Reputation Based Detection of Socially Engineered Malware
Moheeb Abu Rajab
ver the last two years, we saw the prevalence of drive-by downloads declining. Browsers are generally becoming more secure making it harder to deliver malware by exploiting vulnerabilities. Furthermore, protection efforts such as Google’s Safe Browsing have successfully detected and protected users from many of these attacks. In response, adversaries have turned their attention to social engineering as another major vector for distributing malware. Rather than exploiting browser vulnerabilities, adversaries employ various tricks to deceive users into downloading malware. Social engineering poses different detection challenges as the lack of exploits makes it harder to detect. Furthermore, adversaries use highly agile serving infrastructure reducing the effectiveness of blacklist based defences.

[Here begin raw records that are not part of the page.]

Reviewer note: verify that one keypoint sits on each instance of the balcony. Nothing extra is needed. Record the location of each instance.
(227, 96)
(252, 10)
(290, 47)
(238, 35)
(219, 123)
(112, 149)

In this talk, we present our recent effort to protect users from socially engineered malware. We provide an overview of a large scale operational system that protects users from malware downloads using a reputation-based approach. Rather than exporting a blacklist, we developed a whitelist of domains that host the majority of benign downloads. For downloads, not in the whitelist, we developed a server-based reputation scheme that predicts the likelihood that a binary is malicious without requiring access to the binary content. This service currently protects millions of Google Chrome users against malware downloads. We present some interesting insights about the prominent strains of malware we are seeing in the wild.